Your reasoning is in the correct direction, but realize that $C_{1}$ permutes the $3$ Paulis, and adds a $\pm 1$ on any of the Paulis. See for instance Table 1 on page 20 of Entanglement in Graphstates. This is the explanation why $\sigma_{x} + \sigma_{y}$ cannot be transformed to $\sigma_{z} + \sigma_{z}$ - if $\sigma_{x}$ is already transformed to $\sigma_{z}$, $\sigma_{y}$ and $\sigma_{z}$ necessarily both need to become something different than $\sigma_{z}$.

Note, moreover, that there are no $\pm i$ phases - an easy way to see why this cannot be is that if $\sigma_{i}$ is Hermitian (which we know they are) then so must be $U \sigma_{i} U^{\dagger}$ - but then the 'output' cannot carry a phase $\pm i$, since any $\pm i \sigma_{j}$ is anti-Hermitian.

The $|T\rangle \langle T|$ state has all $3$ Paulis included.

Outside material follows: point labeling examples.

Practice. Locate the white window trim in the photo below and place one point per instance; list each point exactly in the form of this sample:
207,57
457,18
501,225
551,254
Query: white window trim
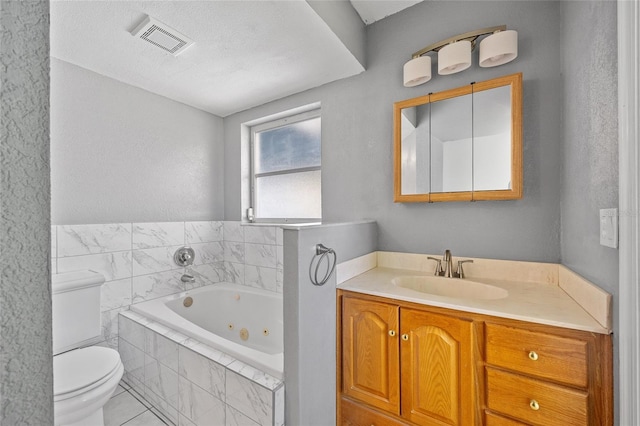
270,125
629,200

If you don't care about the phases, the conjugation with the Clifford can only permute these $3$ Paulis, which is essentially doing nothing, since $(\sigma_{x} + \sigma_{y} + \sigma_{z})$ sums to the same in any order that you sum the elements (i.e. Pauli operators are associative). Once you do include the phases, there's a $\pm 1$ option for every of three Paulis, for a total of $2^{3} = 8$ options.

The $|H\rangle \langle H|$ state has only two of three Paulis included. Hence, if you do not look at the phases, there are $3 \times 2$ options (three for the first Pauli, and two left for the second Pauli) - but you're counting twice too many due to, again, associativity$^{1}$. Essentially, you're counting the number of ways you can pick two elements of three elements in total, where you don't care about the order in which you pick them - that's the same as leaving one element out, out of the three elements - obviously there are three options for this. Each Pauli can again get a $\pm 1$ phase adding a factor of $2^{2}$, for a total of $3 \times 2^{2} = 12$ options.

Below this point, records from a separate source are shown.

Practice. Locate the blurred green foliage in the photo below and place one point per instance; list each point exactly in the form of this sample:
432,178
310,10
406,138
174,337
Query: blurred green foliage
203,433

$^{1}$ (e.g. $(\sigma_{x} + \sigma_{z})$ is the same as $H(\sigma_{x} + \sigma_{z})H^{\dagger}$).

Answer 2

It becomes very simple when you look at it in the Bloch representation

(Figure by me. Ref: Robustness of Magic and Symmetries of the Stabiliser Polytope)

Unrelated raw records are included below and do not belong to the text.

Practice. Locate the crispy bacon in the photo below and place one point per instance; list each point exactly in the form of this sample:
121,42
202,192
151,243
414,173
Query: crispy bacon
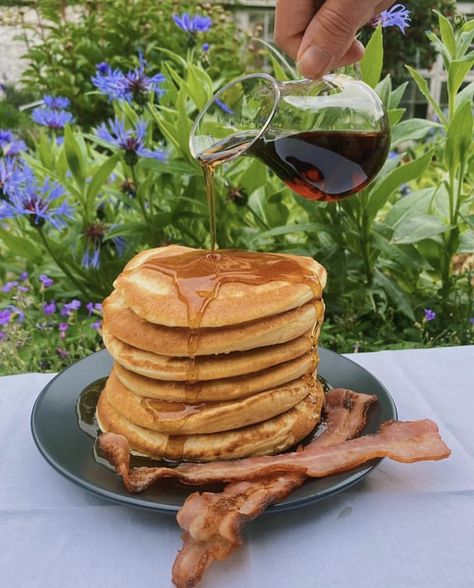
212,521
406,442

The depicted octahedron is the polytope spanned by the 1-qubit stabiliser states (the Pauli eigenstates) and sits inside the Bloch sphere.

The Clifford group is exactly the symmetry group of the stabiliser polytope,* i.e. it is generated by $\pi/2$ rotations around the $X$, $Y$, and $Z$ axis.

You can see that the $|T\rangle$ state is normal to a facet of the stabiliser polytope. This is preserved under the Clifford orbit and since there are in total 8 facets, we have 8 $|T\rangle$ states.

$|H\rangle$ is normal to an edge. Through the Clifford action, you can reach any edge and there are in total 12 of them.

*It is the symmetry group within $\mathrm{SO}(3)$. Additionally, there are reflections, which come from an anti-unitary extension of the Clifford group. See App. C in Robustness of Magic and Symmetries of the Stabiliser Polytope.